高校ではほとんど毎日練習しているわけだが、市民合唱団では毎週1回の練習があればまだいい方で、月2,3回の合唱団もある。その数少ない練習にも休まざるを得ない人も出てくる。これはわかっていたつもりでもショックであったという。
さらには、高校生は言ってみれば均質集団であるが、市民合唱団は年齢層も、合唱経験の多寡も、参加動機もまちまちの集団。それだけに選曲を含め、指導の照準をどこに合わせたらいいのか、指導者の悩むところとなった。

ここで言う市民合唱団とは、歌いたい市民が自由に参加でき(従って歌唱力はまちまち)、週に1回、あるいは月に2,3回の練習を、曲目選定から練習スケジュール全てを指揮者に委ねる、どこにでもよくある合唱団のことである。

筆者は合唱を初めてまだ5年足らずと短いが、これまで関わった6つの合唱団のうち、4つはここで言う市民合唱団である。

地方小都市の市民合唱団は、おそらくどこも似たような困難を抱えているのではないだろうか。その困難とは、一つは高齢化、比較的若い年齢層も参加している合唱団の場合には、仕事などの都合で練習日、時間に皆がそろわないこと、混声合唱団の場合はパートごとの人数バランスの悪さ(男性が少ない)、そしておそらく最大の困難は、露骨な言い方で恐縮だが、個々の歌唱力の違いだろう。
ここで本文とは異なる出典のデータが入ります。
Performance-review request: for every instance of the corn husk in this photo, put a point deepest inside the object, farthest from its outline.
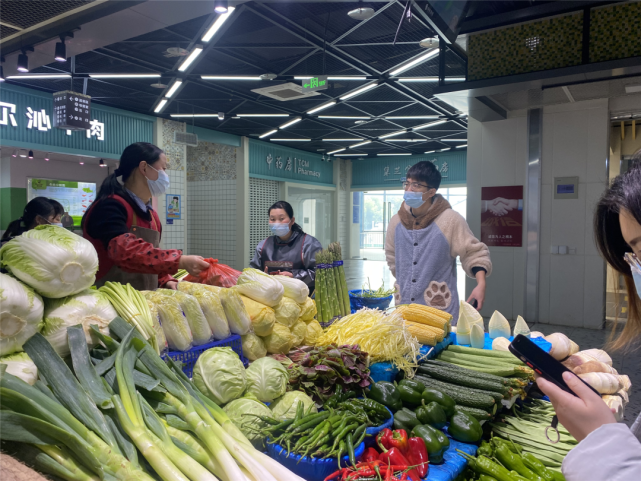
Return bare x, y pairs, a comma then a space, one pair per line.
287, 312
209, 300
262, 317
235, 311
308, 310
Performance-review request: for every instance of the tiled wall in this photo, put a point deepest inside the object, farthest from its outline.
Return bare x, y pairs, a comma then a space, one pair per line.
262, 195
174, 236
211, 180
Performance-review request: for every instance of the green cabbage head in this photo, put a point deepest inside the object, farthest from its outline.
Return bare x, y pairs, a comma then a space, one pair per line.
20, 314
55, 262
220, 375
267, 379
243, 412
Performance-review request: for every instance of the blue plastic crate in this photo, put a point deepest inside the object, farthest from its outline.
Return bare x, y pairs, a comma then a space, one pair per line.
189, 358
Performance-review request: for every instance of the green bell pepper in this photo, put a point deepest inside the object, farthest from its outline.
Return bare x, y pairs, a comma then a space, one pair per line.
465, 428
446, 402
431, 414
409, 396
416, 385
433, 444
386, 393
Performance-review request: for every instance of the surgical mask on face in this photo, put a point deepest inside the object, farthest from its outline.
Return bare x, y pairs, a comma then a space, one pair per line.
414, 199
281, 230
159, 186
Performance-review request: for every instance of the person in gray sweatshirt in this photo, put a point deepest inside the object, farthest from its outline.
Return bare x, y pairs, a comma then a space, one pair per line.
423, 241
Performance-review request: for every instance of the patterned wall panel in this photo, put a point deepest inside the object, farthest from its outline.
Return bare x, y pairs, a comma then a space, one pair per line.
614, 32
262, 195
547, 44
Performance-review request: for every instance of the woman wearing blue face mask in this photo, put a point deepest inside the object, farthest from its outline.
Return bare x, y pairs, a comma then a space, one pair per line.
289, 252
125, 229
617, 226
39, 211
423, 241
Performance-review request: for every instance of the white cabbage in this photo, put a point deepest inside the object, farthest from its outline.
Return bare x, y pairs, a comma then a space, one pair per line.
260, 287
86, 308
267, 379
294, 288
21, 365
55, 262
20, 314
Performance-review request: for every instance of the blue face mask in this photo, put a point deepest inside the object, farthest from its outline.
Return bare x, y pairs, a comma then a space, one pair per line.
413, 199
159, 186
281, 230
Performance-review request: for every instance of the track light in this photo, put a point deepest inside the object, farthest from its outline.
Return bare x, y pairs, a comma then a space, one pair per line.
61, 52
23, 63
221, 6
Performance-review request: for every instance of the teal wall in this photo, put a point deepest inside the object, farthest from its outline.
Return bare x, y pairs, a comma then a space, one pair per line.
260, 152
387, 172
121, 127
歌唱力と言っても、すでに一定水準にある歌手の表現のための「歌唱力」のことではなく、ここでは、練習によって楽譜通りの音程、リズムで歌える基本的な力があるかどうかということ。これは経験の多寡、特に若年時からの音楽に親しむ機会の多寡に大きく左右されるだろう。
筆者の所属する合唱団で合唱は初めてという人が最近加わった。失礼ながらその方が歌うのをそばで聞いていると、まずピアノに合わせて音を取ることが出来ない、おなじパートの人と声を合わせられない、違っていてもそれを自覚できない、そのような合唱経験が皆無という人も加わるのが市民合唱団である。

かくいう筆者も、階名で歌うのに慣れていないし、固定ドで歌うこともかなわない。音取りはもっぱら片手でひくピアノに頼っているし、音取りも遅い。もうすぐ古希を迎える年のせいか、覚えるのに時間もかかる。覚える前に忘れていく。ピッチも不正確。ビブラートといえば聞こえがいいが、声の震えを取るのに苦労する。

こんなレベルの筆者をも受け入れてくれるのが市民合唱団の良さでもある。健康にいいから歌いたい、人と交わりたいから歌いたい、といった目的で参加することも、市民合唱団ならどこでも容認されていると思う。

しかし、このような市民合唱団であっても、合唱することが目的なら、合唱のレベルを少しでも上げようと努めることも至極当然である。指導者は合唱団の現実に戸惑いながらも、コンクールや合唱祭参加、演奏会の開催などをレベル向上のための大きなモチベーションに、時には団員を叱咤激励、鼓舞して指導に当たる。しかし、時には指導者の意向と団員の気持ちがすれ違いになることが起こる。

寛容であること、それは指導者だけに求められる普遍的な資質ではない。合唱団員にも求められる姿勢であることは言を俟たない。